The technology, however, also opens up the possibility of creating more effective sensors to detect and prevent chemical and biological attacks, as well as more effective means of containing chemical or biological releases. The ideal sensor is minimally invasive and therefore as small as possible. Nanotechnologies are therefore expected to enable the production of smaller, cheaper sensors with increasing selectivity, as they will enable the sensing element to be specific and accurate. For chemical detection, this may require detection at the level of a single molecule.

Pervasive nanosensors will contribute to national defence capability through early detection of chemical or biological releases and increased surveillance capability. The US Department of Defense (DOD) is using nanotechnology to develop improved CBW sensing, such as single-molecule detectors to monitor air or drinking water and to detect the presence of toxins in the environment.

Issues arising

CBW created through nanotechnology could evade international arms control and verification regimes, which ban existing, not future, weapons. Nanotechnological applications have the potential to undermine these regimes by allowing the development of a new generation of potentially undetectable weapons. United Nations inspectors would have to know how to identify existing and emerging nanotechnologies as they apply to CBW.

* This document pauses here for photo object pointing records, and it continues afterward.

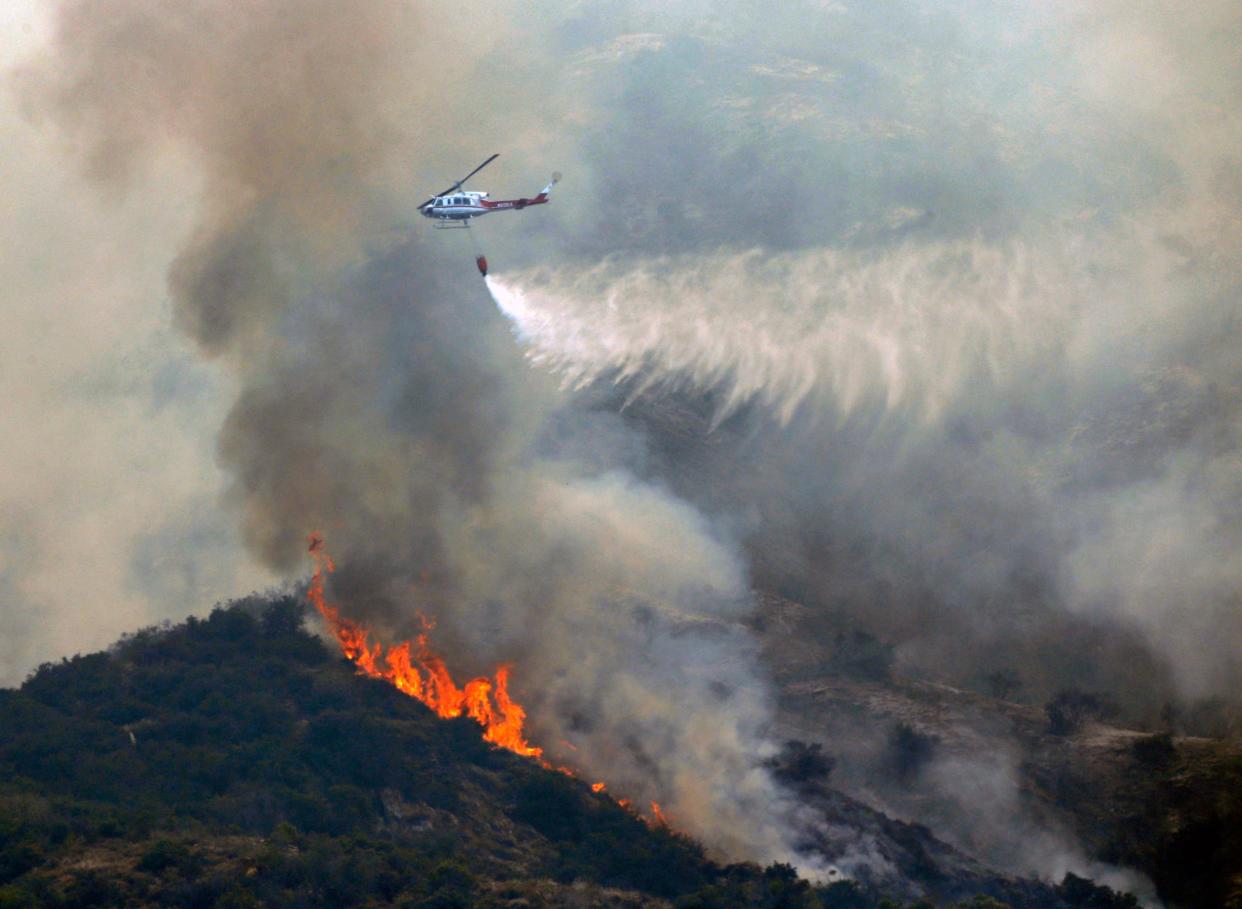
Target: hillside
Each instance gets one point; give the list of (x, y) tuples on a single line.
[(234, 761), (1165, 805)]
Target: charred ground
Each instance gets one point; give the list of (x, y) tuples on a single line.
[(234, 761)]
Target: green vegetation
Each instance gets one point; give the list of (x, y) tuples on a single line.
[(234, 761)]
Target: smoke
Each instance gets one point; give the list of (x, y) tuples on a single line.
[(986, 412), (385, 405), (958, 283)]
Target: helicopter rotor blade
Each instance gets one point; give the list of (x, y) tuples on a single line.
[(458, 184)]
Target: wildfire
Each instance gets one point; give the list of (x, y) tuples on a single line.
[(657, 812), (414, 668)]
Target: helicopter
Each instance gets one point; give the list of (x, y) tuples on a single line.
[(455, 206)]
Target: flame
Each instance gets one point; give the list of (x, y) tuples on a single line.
[(661, 820), (415, 669)]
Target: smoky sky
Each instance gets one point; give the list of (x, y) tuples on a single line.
[(956, 281)]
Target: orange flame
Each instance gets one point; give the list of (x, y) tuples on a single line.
[(415, 669), (661, 818)]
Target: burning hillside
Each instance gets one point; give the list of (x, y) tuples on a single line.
[(415, 669)]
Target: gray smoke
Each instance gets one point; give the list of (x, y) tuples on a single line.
[(383, 402), (958, 282)]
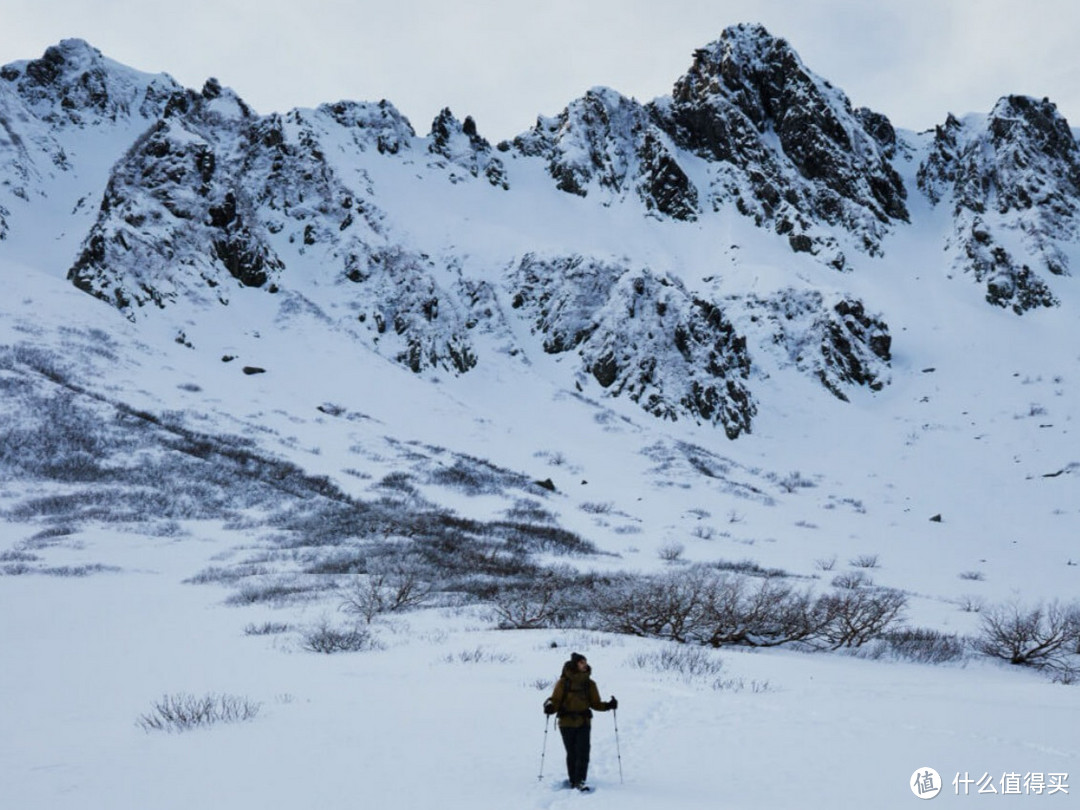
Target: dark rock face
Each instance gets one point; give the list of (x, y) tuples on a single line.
[(460, 144), (794, 150), (607, 143), (835, 340), (781, 144), (1018, 172), (639, 335), (72, 83)]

Refinements of both existing and new biological weapons systems through applications of nanotechnologies could lead to a new arms race. But like existing biological weapons, such new weapons could instead be rejected by many militaries as they may easily backfire and infect or overwhelm friendly forces or areas other than targets.

Control of weapons is always dependent on the state of scientific progress. Scientists and engineers recognise that nanotechnology has fundamental limits, but the position they take regarding their contribution to weapons research and development will also be a prime factor in whether such weapons will be produced. Also, accidents and abuses of a technology could be within the reach of individuals or small groups, who will be able to make weapons with small-scale facilities. As is the case with much of the available information on non-conventional weapons, much of the basic knowledge and technology needed to achieve military capabilities using nanotechnological applications is dual-use. Because they will be produced within the civil sector, methods of manufacture will be potentially available to many, including terrorists.

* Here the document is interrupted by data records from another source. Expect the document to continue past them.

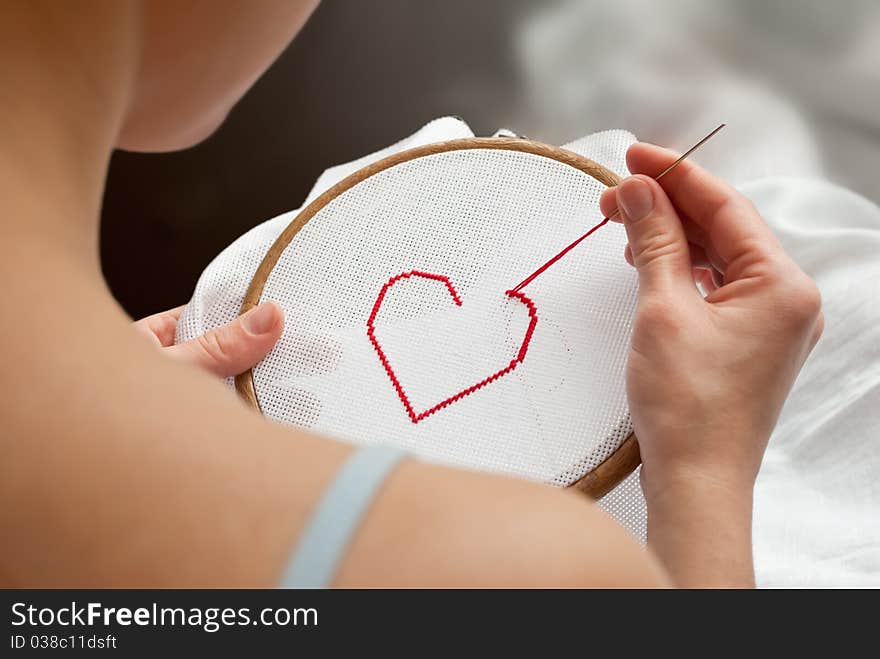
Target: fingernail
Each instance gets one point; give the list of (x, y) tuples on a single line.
[(635, 199), (260, 319)]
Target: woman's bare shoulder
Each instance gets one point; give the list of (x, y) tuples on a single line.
[(437, 526)]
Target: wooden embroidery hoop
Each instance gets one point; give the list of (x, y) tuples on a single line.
[(619, 464)]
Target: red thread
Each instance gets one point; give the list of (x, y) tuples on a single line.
[(565, 251), (371, 332)]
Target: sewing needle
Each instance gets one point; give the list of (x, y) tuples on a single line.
[(613, 213)]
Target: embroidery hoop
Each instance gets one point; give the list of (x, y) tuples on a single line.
[(624, 460)]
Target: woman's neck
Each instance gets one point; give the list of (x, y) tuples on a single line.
[(66, 72)]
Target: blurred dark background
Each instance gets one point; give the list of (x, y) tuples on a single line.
[(797, 82), (359, 76)]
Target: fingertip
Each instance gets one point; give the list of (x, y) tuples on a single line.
[(266, 318), (608, 203)]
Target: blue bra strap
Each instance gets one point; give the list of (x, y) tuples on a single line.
[(337, 517)]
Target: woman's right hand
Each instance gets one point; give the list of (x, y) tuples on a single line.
[(706, 377)]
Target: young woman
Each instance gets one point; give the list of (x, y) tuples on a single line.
[(128, 464)]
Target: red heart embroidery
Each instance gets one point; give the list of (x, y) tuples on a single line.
[(371, 332)]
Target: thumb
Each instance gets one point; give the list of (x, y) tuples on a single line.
[(656, 236), (236, 346)]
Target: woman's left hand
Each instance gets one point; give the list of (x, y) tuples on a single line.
[(225, 351)]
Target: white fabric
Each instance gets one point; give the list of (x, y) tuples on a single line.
[(817, 503), (485, 219)]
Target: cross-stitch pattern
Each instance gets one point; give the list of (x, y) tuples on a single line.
[(415, 415), (483, 221)]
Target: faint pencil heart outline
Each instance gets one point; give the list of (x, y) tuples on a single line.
[(414, 415)]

Technology is often ahead of social and political responses to it, so that the means to develop weapons arrives long before any public debate can take place. In the case of nanotechnology and CBW—and nuclear weapons—the debate may occur ahead of technological development, partly because civilian research and development is underway. While many of the weapons applications lie in the future, there are calls for scientists and others involved in nanotechnology to acknowledge their responsibility to prevent harmful applications of nanotechnology and, as the most technically informed, attempt to influence the establishment of new regulations.

While military applications are not currently at the forefront of nanotechnological development, secrecy enforced as a result of military funding will hinder the open peer review of findings. This, in turn, may lead to public concerns and suspicions about civilian developments, as has been the case with nuclear power.